What the number is not
It’s not a claim that 45% of AI-built apps get hacked, or that generated code is uniquely bad; human developers write vulnerable code too, which is why the OWASP list exists. And it’s not an argument that AI coding tools are useless, since a developer who reviews the output catches much of this in the normal course of work.
What it does mean: flip a coin per generation, and that’s roughly the odds the code contains a flaw from the industry’s best-known catalogue of serious vulnerabilities, while compiling and demoing perfectly. The flaw costs nothing in visible behavior. That’s the trap.
Why working code isn’t safe code
AI models optimize for quick visual success, because that’s what the prompt asked for and what the builder can verify by looking. Security is precisely the property you can’t see from the preview window, and the documented failure modes follow that gradient. Access control gets implemented in the browser rather than on the server, so a user can bypass the check by modifying code on their own machine; the app looks identical either way. Database permissions get configured too broadly so things work on the first try, leaving data exposed if any other part of the app is compromised. Secrets get hardcoded into files because managing environment variables is exactly the kind of invisible chore models and beginners both skip, and those credentials then get pushed to public GitHub repos. And the utility flows that carry real security weight (password recovery, OTP verification, session management) simply don’t get built, because nobody demos them.
The builder’s trust position makes it worse.
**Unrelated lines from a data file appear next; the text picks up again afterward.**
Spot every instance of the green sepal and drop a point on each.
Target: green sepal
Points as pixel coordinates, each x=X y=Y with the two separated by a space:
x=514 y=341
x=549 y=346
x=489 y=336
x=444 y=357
A non-technical operator can’t read the generated code to verify any of this, and manual testing exercises the happy path, not the bypass. The app that “works perfectly” and the app that leaks every customer’s records can be the same app.
What to check before real users log in
A minimum audit, in plain terms. First, server-side enforcement: confirm that what a user can see is decided on the server or in database rules, not by hiding buttons in the UI. Second, database posture: rules should deny by default and grant narrowly; on Supabase-backed tools like Lovable, that means actually reading the RLS policies, not trusting that the prompt produced them. Third, secrets hygiene: search the repo for hardcoded keys and connection strings, especially if the project ever synced to a public repository. Fourth, the forgotten flows: password reset, session expiry, and signup restrictions exist and behave. Fifth, the second-user test: create two accounts and try to reach one user’s data from the other’s session, including by editing URLs directly. None of this is exotic; all of it is exactly what generation skips.
And note the maintenance clause: this isn’t a one-time check. Every regeneration is a fresh roll of the same dice, so the fix loop on an auth-adjacent feature means re-verifying the layer you already verified, and paying for the round that re-verifies it. That re-verification burden is one face of the Day Two problem: the audit you run today is the audit you run again after the next change.
The honest fork
That audit list is the real cost of the 45% number, and there are exactly two ways to pay it. Own the review: you or a developer you trust reads the generated code, every round, treating the AI as a fast junior whose security work always gets checked. That’s a reasonable position for developers and a fiction for everyone else. Or take the layer off the table: for business apps like portals and internal tools, build on a platform such as Softr, where auth, permissions, and data access rules are visually configured platform infrastructure rather than per-project generated code, so the 45% lottery never applies to the layer that matters most. What’s not a position is the popular third option: generating, glancing at the demo, and shipping. The statistic exists because that’s what most people do.